The future of black box optimization benchmarking is procedural

February 16, 2025

This blogpost discusses a recent position paper by Saxon et al. called Benchmarks as Microscopes: a Call for Model Metrology. The authors argue that the benchmarks we construct ought to be constrained, dynamic, and plug-and-play. I’ll dive deeper into what each of these words mean, and I’ll argue that researchers in Procedural Content Generation (PCG) are in an ideal position to construct such benchmarks.

Saxon et al.’s paper focuses on Natural Language Processing and language models, but I think their arguments translate well to my domain: black box optimization.

With this blogpost I try to bridge the fields of black box benchmarking and PCG, encouraging PCG researchers to take a look into benchmark construction for black box optimization and other fields (becoming what Saxon et al. call model metrologists).

Since the goal is to bring people from different fields together, I won’t assume you have knowledge on black box optimization nor PCG. If you’re already familiarized with these ideas, feel free to skip the sections that introduce said topics.

The name of the game: black box optimization #

Think of a black box function as any process that transforms a set of inputs \(x_1, x_2, \dots, x_d\) into a real number \(r = r(x_1, \dots, x_d)\) .

This definition is vague on purpose, and allows us to define several things as black box functions. Two examples: when you log into Instagram, the app that you are shown is “parametrized” by several \(x_i\) variables such as, for example, \(x_1\) could be whether your reels are shown in a loop or just once, \(x_2\) could be the person you first see on your timeline, and \(x_3\) could be how often you’re shown an ad.¹ One example of a metric \(r(x_1, x_2, x_3)\) would be how long you spend on the app. Another less macabre example is making a recipe for cookies, with the different \(x_i\) s being ingredient amounts, and the result being a combination of how tasty it is compared to the original recipe.²

More formally, black boxes are mappings \(r\colon\mathcal{X}\to\mathbb{R}\) from a search space \(\mathcal{X}\) (which may be fully continuous, discrete, or a combination of both) to a real number. What makes it a black box (say, compared to other types of functions) is that we don’t have access to anything beyond evaluations. In other types of mathematical functions, we usually have them in a closed form.

Another idea that we usually attach to black boxes is that evaluating them is expensive and cumbersome.
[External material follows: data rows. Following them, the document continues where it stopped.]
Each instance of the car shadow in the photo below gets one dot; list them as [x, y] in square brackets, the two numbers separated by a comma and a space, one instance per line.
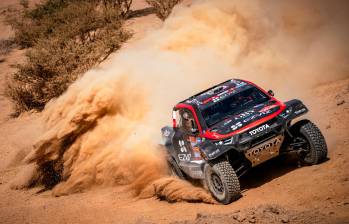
[268, 171]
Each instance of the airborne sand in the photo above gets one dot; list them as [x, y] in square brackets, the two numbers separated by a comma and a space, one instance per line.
[104, 130]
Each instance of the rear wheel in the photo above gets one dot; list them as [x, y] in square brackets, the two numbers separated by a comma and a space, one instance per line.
[222, 182]
[314, 147]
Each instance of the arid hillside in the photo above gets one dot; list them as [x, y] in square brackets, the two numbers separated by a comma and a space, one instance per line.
[134, 87]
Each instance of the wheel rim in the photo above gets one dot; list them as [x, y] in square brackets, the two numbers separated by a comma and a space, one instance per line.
[217, 184]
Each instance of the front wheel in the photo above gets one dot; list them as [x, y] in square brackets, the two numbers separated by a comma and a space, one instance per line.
[222, 182]
[314, 147]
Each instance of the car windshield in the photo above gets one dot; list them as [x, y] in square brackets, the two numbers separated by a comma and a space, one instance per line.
[233, 105]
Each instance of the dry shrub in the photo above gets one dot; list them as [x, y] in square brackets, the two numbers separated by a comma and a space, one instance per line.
[66, 38]
[163, 8]
[6, 45]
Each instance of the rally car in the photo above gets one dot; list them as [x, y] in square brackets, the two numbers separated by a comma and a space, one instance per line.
[221, 133]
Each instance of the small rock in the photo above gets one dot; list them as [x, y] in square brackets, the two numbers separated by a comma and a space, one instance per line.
[200, 215]
[239, 218]
[252, 221]
[285, 219]
[340, 102]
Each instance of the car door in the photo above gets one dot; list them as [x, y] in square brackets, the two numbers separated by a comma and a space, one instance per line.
[186, 136]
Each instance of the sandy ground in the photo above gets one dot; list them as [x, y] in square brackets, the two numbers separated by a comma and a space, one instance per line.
[317, 191]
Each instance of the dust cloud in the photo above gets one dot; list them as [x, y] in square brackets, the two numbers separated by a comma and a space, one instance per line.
[104, 131]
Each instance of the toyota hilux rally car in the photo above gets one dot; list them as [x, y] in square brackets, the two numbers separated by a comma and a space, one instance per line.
[221, 133]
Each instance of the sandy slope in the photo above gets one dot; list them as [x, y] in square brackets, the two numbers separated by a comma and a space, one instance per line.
[323, 189]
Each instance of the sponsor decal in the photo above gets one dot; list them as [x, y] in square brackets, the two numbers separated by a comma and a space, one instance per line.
[259, 129]
[267, 108]
[265, 151]
[300, 111]
[182, 146]
[184, 157]
[214, 153]
[167, 133]
[236, 126]
[244, 114]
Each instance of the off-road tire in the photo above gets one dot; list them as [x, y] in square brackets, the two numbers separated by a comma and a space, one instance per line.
[174, 168]
[317, 144]
[230, 184]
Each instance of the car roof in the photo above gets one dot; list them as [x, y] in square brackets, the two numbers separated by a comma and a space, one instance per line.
[217, 92]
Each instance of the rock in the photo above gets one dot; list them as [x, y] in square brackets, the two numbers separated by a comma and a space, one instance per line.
[285, 219]
[252, 220]
[239, 218]
[340, 102]
[200, 215]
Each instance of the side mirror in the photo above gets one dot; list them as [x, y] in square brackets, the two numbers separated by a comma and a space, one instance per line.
[193, 128]
[271, 93]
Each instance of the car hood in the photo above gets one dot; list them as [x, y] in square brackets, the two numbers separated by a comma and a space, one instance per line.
[245, 120]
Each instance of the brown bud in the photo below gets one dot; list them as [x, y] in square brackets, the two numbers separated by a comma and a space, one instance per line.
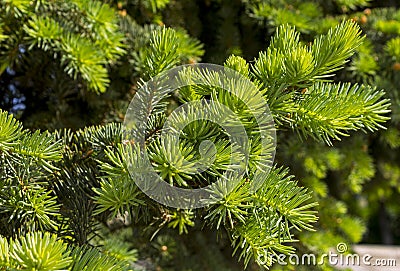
[396, 66]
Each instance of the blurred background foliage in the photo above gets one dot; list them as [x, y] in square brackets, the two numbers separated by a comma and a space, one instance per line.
[88, 72]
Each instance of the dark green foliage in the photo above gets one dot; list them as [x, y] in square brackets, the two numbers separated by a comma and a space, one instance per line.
[73, 64]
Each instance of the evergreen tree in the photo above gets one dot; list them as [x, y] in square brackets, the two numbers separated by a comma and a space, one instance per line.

Cooking a batch of cookies might not sound like much but, in other applications, getting the feedback, reward or cost \(r(x_1, x_2, \dots, x_d)\) might take days, or involve using assets that are incredibly expensive. Think for example of a chemical reaction involving scarse and expensive solvents, or training a large Machine Learning model for several days on sizeable compute.

The goal, then, is to optimize the black box. We want to find the values of \(x_1, \dots, x_d\) that maximize (or minimize) the signal \(r(x_1, \dots, x_d)\) . We want to find the recipe for the tastiest cookies, and Meta wants to keep us on Instagram as long as possible. The lack of a closed form for our signal \(r\) renders unavailable all the usual mathematical optimization techniques that are based on convexity, gradients, or Hessians, which means that we need to come up with alternatives that rely only on evaluating the function.³

Black box optimization is everywhere nowadays. This framework is generic enough to allow us to express several processes as black boxes to be optimized. There’s plenty of contemporary work on this, with applications ranging in fields as diverse as self-driving labs, molecule and protein design for therapeutical purposes, hyperparameter tuning and automatic Machine Learning.

Benchmarking in black box optimization #

Just so we are all in the same page, let’s define what a benchmark is. To me, a benchmark is a collection of problems in which a given system or model is tested. The performance of a model is gauged by a collection of metrics, for example

classification accuracy in image recognition,
number of correctly answered questions in a standardized test (e.g. the BAR) in language modelling,
prediction error with respect to the solutions of a differential equation in scientific ML, and
prediction error on the properties of mutated proteins in structural biology.

In the case of black box optimization, it’s common to start benchmarking on a family of synthetic functions for optimization, and the metric that we use to check whether we are doing well is e.g. how quickly we’re finding the maximum/minimum of the function (or how close we get to finding it), with a metric called regret, defined mathematically as the distance to the optimal value.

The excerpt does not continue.